Au fond de l’arène éclairée de néons hystériques vient d’apparaître un gros poussah démoniaque. Inattaquable de front, et insensible à cette bonne vieille Rebellion (l’épée canonique de Dante). Petite roulade pour passer dans son dos, où apparaît une accroche. Le coup de grappin, vif, met le colosse au sol. Dante a troqué l’épée pour une hache dont le tranchant rougeoyant débite aisément la chair infernale. Tout à sa tâche, il n’a pas encore vu la sorcière dont les incantations ont matérialisé un grand glaive menaçant. Coup de chance, cette truffe pousse un hurlement avant de donner l’assaut. L’esquive, bien sentie, précède la riposte. Nouveau changement d’arme en faveur d’une grande faux aux coups amples mais peu puissants. Autour de la sorcière malmenée, trois gargouilles prennent leur envol. Dante s’équipe d’une sorte de grande étoile acérée. Après deux coups, il marque une pause puis reprend l'enchaînement. Son nouveau jouet projette des disques qui emprisonnent chaque ennemi, avant de les regrouper au centre de l’arène. Un bon coup de fusil à pompe achève la sorcière et coupe les ailes des gargouilles. Un juggle suivi d’un enchaînement aérien avec Rebellion vient à bout de la première, et une judicieuse exploitation du grappin en récupère une deuxième sans même reposer le pied au sol. Réfugiée derrière un front de démons mineurs, la dernière est à nouveau soumise au combo étoile-disques-regroupement, avant de finir broyée au milieu de ses petits copains sous l’impact d’un coup de zone généré par une paire de gants ardents. Fin du premier round, hurlements du public, et menaces de la tenancière dont le visage se matérialise sur la grande boule à facettes. Si cette scène s’étale sur 20 lignes, elle a duré moins de 20 secondes. Dante avait rarement été aussi vif, nerveux, enragé.

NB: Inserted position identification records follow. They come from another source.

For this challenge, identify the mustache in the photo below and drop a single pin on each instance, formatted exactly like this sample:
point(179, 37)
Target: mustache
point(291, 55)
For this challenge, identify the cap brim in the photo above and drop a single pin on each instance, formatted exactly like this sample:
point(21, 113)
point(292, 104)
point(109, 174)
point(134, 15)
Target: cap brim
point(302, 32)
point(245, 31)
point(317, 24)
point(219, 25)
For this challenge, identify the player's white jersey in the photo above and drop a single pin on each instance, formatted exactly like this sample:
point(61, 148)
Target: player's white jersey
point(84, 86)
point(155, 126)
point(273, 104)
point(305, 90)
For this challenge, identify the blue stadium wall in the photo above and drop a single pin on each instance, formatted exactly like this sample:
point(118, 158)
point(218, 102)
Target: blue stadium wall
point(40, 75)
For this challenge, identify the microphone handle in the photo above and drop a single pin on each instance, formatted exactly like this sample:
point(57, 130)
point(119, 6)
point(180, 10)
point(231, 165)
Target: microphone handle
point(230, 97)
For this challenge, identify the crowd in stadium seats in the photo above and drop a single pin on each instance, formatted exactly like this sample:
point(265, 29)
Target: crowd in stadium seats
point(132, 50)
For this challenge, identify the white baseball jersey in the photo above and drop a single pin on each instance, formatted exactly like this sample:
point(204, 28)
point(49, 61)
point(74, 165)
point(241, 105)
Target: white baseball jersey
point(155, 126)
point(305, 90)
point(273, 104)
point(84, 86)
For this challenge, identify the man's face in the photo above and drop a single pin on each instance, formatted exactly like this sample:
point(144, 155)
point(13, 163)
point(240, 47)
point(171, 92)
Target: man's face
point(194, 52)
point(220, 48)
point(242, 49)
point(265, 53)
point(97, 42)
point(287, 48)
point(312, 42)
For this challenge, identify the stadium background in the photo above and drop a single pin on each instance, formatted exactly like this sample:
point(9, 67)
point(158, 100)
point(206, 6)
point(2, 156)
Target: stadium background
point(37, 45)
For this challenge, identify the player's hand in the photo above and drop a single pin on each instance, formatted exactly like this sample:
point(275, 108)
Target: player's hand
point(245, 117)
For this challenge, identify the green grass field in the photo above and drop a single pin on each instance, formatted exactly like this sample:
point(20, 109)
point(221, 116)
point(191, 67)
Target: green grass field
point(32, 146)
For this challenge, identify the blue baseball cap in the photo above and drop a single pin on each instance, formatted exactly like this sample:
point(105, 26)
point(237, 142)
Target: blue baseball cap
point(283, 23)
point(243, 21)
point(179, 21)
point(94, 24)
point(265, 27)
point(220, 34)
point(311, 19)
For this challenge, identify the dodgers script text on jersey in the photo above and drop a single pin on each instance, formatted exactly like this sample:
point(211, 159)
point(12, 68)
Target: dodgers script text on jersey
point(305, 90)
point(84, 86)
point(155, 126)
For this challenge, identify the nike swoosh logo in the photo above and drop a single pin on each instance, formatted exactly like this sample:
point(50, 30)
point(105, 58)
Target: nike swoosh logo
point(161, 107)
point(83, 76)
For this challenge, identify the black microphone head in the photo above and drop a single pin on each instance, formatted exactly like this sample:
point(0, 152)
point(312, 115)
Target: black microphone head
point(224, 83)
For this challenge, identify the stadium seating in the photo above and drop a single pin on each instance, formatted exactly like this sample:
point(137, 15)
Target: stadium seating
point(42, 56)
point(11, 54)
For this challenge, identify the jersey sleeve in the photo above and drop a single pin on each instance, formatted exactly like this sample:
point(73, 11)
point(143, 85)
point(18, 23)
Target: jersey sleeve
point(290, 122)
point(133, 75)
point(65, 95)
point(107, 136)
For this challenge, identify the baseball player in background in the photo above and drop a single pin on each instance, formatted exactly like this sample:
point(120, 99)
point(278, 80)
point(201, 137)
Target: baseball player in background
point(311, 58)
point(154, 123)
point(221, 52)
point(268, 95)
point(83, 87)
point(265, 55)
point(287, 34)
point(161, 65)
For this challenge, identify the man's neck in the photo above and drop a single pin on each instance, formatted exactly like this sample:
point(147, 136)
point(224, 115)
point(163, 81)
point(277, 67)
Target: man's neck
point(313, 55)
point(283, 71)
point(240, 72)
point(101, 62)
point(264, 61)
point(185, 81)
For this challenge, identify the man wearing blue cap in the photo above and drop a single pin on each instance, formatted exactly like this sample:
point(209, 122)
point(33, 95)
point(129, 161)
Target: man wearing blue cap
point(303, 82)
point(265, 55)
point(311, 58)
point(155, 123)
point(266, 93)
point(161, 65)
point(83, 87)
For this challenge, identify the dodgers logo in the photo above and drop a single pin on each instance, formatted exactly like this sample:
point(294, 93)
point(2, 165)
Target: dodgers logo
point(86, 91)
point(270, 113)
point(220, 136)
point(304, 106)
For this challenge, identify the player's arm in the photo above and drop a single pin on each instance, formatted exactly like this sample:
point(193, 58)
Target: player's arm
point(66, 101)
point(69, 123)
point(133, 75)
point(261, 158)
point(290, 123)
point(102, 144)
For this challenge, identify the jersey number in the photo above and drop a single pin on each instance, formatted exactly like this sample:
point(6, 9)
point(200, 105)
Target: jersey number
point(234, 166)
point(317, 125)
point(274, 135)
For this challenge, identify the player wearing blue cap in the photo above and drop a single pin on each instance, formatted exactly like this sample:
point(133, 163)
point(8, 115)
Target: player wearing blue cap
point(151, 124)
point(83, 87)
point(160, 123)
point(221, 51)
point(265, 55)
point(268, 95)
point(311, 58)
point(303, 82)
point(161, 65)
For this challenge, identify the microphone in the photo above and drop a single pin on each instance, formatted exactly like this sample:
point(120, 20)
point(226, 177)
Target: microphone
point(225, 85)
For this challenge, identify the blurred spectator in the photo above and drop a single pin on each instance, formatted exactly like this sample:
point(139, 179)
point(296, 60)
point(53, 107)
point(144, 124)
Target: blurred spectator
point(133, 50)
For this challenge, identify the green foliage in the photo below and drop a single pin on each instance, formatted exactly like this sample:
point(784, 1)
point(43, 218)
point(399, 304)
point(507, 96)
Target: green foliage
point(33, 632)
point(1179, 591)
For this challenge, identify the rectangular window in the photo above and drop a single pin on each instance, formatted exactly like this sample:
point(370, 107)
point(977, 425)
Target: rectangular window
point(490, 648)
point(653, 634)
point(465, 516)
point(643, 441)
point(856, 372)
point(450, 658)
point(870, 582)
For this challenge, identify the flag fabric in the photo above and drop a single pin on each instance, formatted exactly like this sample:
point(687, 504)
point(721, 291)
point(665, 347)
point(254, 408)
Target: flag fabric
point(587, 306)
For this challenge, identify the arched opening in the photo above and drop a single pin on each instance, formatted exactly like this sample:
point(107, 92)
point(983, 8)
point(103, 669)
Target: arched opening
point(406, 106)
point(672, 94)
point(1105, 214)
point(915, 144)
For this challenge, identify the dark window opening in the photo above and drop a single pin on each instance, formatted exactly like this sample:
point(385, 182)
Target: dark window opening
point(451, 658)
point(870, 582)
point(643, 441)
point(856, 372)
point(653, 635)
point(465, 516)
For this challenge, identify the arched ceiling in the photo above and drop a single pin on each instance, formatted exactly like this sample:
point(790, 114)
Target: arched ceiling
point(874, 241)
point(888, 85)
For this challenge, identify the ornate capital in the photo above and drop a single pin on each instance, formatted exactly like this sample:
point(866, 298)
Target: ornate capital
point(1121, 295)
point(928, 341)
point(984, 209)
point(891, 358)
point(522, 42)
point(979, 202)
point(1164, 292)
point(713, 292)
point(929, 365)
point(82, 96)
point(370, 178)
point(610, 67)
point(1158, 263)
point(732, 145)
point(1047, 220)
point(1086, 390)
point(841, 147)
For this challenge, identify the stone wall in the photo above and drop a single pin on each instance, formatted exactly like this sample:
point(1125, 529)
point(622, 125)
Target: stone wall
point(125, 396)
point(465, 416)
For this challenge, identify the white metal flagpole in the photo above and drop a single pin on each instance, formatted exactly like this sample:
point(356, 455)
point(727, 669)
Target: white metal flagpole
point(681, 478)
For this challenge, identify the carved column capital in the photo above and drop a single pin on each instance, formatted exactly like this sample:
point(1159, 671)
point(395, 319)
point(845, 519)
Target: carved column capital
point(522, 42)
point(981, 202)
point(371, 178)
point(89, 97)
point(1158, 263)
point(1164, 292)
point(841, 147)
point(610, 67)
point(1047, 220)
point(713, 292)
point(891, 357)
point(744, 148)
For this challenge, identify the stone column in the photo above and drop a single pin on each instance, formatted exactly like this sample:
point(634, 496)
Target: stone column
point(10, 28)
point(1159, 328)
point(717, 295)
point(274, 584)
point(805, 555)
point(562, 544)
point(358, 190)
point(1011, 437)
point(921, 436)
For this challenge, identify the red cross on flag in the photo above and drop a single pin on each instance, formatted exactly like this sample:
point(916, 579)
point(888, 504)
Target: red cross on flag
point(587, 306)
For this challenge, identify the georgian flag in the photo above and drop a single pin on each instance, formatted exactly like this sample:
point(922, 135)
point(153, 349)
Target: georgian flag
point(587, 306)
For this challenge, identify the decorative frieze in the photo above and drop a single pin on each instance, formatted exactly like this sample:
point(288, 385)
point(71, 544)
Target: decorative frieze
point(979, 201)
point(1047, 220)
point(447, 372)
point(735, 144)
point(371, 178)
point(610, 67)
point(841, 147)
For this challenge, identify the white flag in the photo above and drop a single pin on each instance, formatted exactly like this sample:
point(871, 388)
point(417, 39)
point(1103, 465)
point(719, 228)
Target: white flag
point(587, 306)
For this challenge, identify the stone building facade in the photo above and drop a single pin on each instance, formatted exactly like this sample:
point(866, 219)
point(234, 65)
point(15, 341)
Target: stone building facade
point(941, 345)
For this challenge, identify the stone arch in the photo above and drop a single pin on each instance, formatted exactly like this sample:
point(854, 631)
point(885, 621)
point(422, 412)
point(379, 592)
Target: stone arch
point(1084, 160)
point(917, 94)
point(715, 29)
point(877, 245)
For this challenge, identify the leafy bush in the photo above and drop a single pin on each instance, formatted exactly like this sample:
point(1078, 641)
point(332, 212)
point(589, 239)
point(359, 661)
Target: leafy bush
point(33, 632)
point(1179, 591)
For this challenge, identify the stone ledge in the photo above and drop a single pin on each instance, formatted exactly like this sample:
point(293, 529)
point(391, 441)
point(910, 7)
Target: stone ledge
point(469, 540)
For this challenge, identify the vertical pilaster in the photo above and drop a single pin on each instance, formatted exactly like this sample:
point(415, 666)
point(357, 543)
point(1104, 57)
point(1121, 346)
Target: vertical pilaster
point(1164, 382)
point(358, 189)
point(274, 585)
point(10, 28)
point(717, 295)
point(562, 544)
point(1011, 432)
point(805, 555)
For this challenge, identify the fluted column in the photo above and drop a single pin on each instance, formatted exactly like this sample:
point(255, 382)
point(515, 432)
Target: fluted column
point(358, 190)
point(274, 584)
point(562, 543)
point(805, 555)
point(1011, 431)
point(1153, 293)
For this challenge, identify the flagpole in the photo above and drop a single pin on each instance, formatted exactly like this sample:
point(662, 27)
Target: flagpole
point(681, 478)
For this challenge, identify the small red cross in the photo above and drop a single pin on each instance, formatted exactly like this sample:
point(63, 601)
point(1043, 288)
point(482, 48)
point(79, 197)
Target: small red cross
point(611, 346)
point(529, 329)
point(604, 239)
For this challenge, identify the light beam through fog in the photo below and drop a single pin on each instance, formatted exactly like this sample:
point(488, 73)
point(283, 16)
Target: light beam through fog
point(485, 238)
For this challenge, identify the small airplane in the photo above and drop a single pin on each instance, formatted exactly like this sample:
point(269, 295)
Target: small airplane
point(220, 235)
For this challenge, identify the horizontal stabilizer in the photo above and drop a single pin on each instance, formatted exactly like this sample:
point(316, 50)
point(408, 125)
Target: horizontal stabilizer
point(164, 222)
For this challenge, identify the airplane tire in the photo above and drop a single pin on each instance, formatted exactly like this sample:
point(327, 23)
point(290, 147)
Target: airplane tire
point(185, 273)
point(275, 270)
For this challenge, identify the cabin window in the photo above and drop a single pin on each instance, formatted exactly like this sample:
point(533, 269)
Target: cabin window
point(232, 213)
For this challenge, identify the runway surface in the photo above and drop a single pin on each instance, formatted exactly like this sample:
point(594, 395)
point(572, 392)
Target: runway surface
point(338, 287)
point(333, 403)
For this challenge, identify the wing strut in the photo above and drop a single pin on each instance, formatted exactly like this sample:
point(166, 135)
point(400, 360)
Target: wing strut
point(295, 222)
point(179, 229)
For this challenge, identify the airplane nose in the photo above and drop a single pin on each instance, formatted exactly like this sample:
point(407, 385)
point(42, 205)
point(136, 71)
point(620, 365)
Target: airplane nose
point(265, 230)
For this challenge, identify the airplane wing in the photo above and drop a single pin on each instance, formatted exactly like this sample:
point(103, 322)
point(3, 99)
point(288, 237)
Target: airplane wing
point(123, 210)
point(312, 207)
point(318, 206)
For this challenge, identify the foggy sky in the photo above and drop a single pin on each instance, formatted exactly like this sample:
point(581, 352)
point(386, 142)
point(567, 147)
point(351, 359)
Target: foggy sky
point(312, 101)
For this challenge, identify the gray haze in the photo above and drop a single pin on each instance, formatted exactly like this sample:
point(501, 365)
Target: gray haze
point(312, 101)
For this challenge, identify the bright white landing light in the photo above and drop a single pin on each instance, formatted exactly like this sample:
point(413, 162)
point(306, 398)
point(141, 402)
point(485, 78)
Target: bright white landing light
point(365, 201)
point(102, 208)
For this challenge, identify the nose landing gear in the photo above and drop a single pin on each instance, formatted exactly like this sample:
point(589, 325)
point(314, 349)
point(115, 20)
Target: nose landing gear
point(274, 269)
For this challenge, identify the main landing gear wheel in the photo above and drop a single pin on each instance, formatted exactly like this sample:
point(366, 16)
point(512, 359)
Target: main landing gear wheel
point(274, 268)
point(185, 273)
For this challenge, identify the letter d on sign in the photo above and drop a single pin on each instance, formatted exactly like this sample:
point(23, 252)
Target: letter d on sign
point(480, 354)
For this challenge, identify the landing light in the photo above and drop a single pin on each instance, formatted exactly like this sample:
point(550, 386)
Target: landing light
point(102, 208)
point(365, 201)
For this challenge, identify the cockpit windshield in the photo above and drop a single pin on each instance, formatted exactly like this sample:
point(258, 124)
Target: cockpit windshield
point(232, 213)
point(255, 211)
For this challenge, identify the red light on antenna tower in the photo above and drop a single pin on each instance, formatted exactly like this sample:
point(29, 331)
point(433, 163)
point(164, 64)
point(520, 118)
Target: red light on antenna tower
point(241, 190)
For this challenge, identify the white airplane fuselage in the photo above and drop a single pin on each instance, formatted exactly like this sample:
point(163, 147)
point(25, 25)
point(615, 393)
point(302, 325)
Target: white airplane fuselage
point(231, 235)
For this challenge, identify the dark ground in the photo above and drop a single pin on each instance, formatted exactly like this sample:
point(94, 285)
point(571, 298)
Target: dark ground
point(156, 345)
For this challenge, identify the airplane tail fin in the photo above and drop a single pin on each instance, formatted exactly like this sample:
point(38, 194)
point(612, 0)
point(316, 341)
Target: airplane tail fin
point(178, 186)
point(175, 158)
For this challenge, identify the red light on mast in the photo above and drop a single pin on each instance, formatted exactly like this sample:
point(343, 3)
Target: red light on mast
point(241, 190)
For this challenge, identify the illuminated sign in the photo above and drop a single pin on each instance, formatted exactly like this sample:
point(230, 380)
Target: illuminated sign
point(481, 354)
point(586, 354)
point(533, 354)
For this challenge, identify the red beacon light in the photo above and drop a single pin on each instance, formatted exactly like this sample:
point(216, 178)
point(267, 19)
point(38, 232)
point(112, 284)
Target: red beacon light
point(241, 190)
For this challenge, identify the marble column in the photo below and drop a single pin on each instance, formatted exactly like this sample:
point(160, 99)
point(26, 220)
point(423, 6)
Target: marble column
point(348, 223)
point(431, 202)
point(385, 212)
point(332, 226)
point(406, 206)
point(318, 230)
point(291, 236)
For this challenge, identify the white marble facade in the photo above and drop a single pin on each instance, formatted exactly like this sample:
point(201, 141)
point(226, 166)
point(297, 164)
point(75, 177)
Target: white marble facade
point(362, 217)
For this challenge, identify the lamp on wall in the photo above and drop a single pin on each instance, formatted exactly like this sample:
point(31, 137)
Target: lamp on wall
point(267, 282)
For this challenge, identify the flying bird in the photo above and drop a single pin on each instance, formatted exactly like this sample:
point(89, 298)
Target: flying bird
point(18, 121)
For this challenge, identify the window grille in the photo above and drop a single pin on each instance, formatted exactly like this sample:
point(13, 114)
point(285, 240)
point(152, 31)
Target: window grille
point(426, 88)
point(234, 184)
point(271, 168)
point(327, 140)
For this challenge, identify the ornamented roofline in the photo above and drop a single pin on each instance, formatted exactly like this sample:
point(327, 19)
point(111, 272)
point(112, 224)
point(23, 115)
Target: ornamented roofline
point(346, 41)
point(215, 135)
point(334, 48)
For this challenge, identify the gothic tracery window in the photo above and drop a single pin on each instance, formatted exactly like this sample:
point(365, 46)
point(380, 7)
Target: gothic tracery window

Si les grandes bases du gameplay DMC - les coups basés sur le timing, le jeu aérien - sont toujours là, elles sont entièrement repensées pour se fondre dans une vision plus libre des affrontements. Le verrouillage manuel des adversaires, autrefois indispensable pour enclencher 80% des coups, passe à la trappe au profit d’un lock semi-automatisé pertinent et rarement pris en défaut. Certains mouvements sortent moins facilement (oubliez le spamming de stinger), mais la panoplie reste très accessible. C’est toute l’approche des rixes qui s’en trouve modifiée, et la stratégie d’assaut “ennemi par ennemi” s’estompe largement au profit d’une gestion plus globale de la bataille.

Le changement d’arme à la volée (avec les gâchettes) et l’exploitation du grappin complètent le tableau. Classés en trois obédiences -neutre, démoniaque, angélique-, vos engins de mort s’adaptent à une opposition elle aussi largement “genrée”. Au-delà de l’aspect “code couleur” un peu factice, c’est surtout la variété d’approches que permettent ces changements instantanés qui confère son sel au système de combat.

On fustige au début une outrancière simplification de la palette de coups au regard des épisodes précédents : toutes les armes possèdent exactement les mêmes commandes. Puis on comprend l’idée sous-jacente : changer d’arme en plein enchaînement ne réinitialise pas le combo. On le poursuit. Il devient alors possible de “construire” ses propres combinaisons, de choisir les mouvements les plus utiles à la faveur d’un coup de gachette judicieusement placé. Et de ne pas s’encombrer avec des attaques inadaptées. Un joli coup de gameplay qui demande quand même un petit temps d’adaptation (et une bonne connaissance de son équipement).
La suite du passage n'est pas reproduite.